Lawyers Who Want to Try Cases in the Media

May 30, 1993|By DEIDRE NERREAU McCABE and FRANK LANGFITT

For years, when pressed for details about pending cases and interviews with clients, defense attorneys have steadfastly maintained: "I will not try my case in the news media." But in the past few months, several attorneys in the Baltimore area have done exactly that.

When police accused an elementary school principal of drug dealing or when they charged a teacher with fondling a student, the defense attorneys quickly turned to newspapers and televised press conferences to fight the charges in the court of public opinion.

Legal experts disagree about whether the high-profile cases represent a trend, but the issues they raise about the relationship between law and the news media are at the cutting edge of a national legal debate.

Should attorneys wage aggressive media campaigns before trial? Is it a good and fair strategy? Or is it more likely to harm the defendant's case or distort the legal process?

Attorneys across Maryland as well as some of the nation's leading legal minds disagree.

"It's a good tactic under certain circumstances," said Baltimore attorney William H. "Billy" Murphy. "Prosecutors and cops use the press shamelessly. If the atmosphere has been poisoned by the other side, it's important to unpoison it." Defense attorneys often can help the press cover cases "more neutrally" if they go public, he said.

Alan Dershowitz, the flamboyant Harvard Law professor, agreed that using the media is a legitimate counter-strategy against prosecutors who publicly malign his clients.
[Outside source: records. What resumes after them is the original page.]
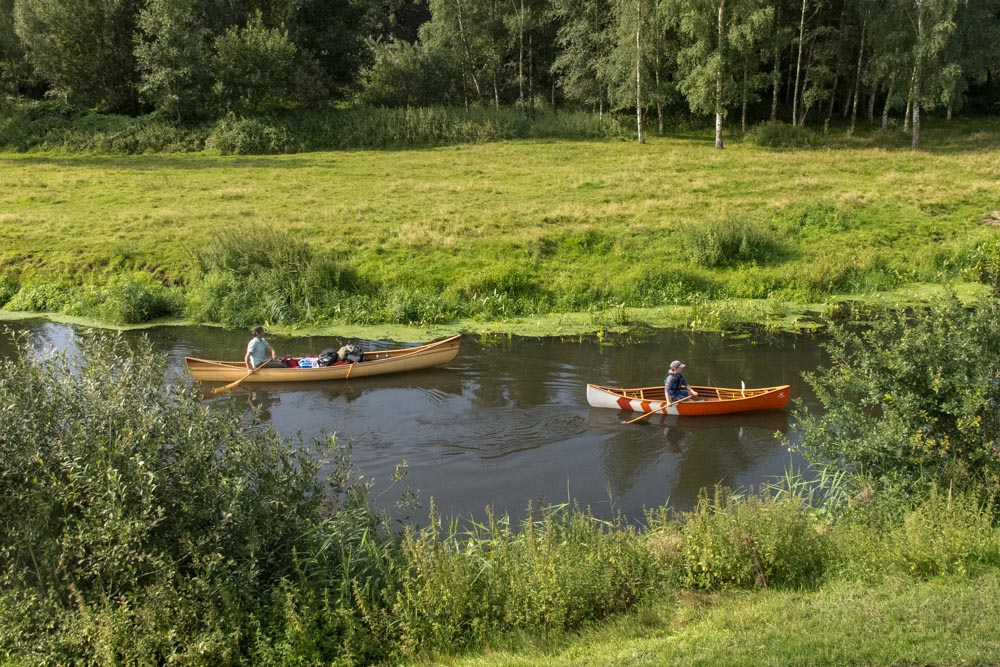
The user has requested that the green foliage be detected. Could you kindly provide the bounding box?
[358,40,462,108]
[682,488,829,590]
[888,487,1000,577]
[0,102,205,155]
[680,218,781,268]
[186,224,363,327]
[743,121,821,148]
[0,275,19,308]
[796,298,1000,493]
[388,506,652,653]
[211,11,298,115]
[97,273,180,324]
[0,335,368,664]
[14,0,140,112]
[205,113,297,155]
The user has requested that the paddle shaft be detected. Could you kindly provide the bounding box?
[625,394,694,424]
[212,359,269,394]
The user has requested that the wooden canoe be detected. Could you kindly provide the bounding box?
[184,336,460,383]
[587,384,791,416]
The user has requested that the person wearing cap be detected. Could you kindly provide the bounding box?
[243,327,281,373]
[663,361,698,403]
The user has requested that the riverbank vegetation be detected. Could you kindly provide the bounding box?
[0,121,1000,330]
[0,298,1000,665]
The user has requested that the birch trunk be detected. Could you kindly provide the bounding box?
[771,46,781,123]
[715,0,724,150]
[792,0,809,126]
[635,0,646,144]
[851,14,868,134]
[882,75,896,130]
"We defense lawyers don't use it as a legal strategy, we use it to level the playing field against prosecutors who use it as a strategy," he said. "Almost every defense lawyer I know would rather keep their case out of the press. . . . But I'll be damned if I'm going to defend a client with one hand tied behind my back."

But former Supreme Court Chief Justice Warren Burger sees it differently.

In a speech last month at the University of Tennessee, he said lawyers should never discuss their cases out of court.

"Some might say that such a view makes me old-fashioned," he said. "But I am sure that today an overwhelming majority of lawyers and judges, not to mention laypersons, share that same view."

J. Joseph Curran Jr., Maryland's attorney general, doesn't like the practice of attorneys or prosecutors litigating cases in the media.

"This new way of going on national TV to talk about your case, quite frankly, I'm not sure that it's a well-advised strategy," he said. "I guess we'd all be better served if the litigation were confined to the courtroom."

Attorneys looking for a national standard on the issue are out of luck. Two years ago, the Supreme Court struck down the American Bar Association's rule on trial publicity as too vague. The ABA is still trying to draft a new one.

Monroe Freedman, an ethics professor at Hofstra University Law School who writes a column for Legal Times, sees no problem with defense attorneys waging aggressive media campaigns. "It's entirely appropriate for lawyers to be doing this," he said.

"When an indictment is published, particularly with a press conference, the defendant is severely punished without due process," he said. "If the defendant has to wait years for vindication, his reputation is destroyed without due process."

Local lawyers also said they see no ethical violations in talking to the press, and even allowing their clients to do so, before trial. But almost all agreed taking a public approach is risky at best and should be used sparingly. They worry, however, that several recent cases played out in the public arena signal an increase in the tactic.

"I think it's unfortunate, but I think there will be more and more of these cases," said E. Thomas Maxwell, a Baltimore lawyer who orchestrated an aggressive media campaign last November to defend his client, an Anne Arundel County school principal charged as a drug kingpin.

Mr. Maxwell said he decided to go public with his client -- the first time in 30 years as a defense lawyer -- because: he was convinced the defendant, Patricia A. Emory, was innocent; the prosecution had no evidence against her but was maligning her character; and she would hold up well under press scrutiny.

"This was the perfect case. She was the perfect client," he said. "But I just don't think there's that many perfect cases out there. Sometimes, I think the decision [to go public] is made so lawyers can advance their own interests, not those of their clients."

In Ms. Emory's case, he thinks the strategy worked because "it kept pressure on the prosecution to take a real hard look at this case."

Mr. Dershowitz, who has defended such celebrities as Claus von Bulow, Leona Helmsley and Mike Tyson, said he believes there has been an increase in the use of the media by defense lawyers over the past decade, but he stressed the trend has been brought on by prosecutors.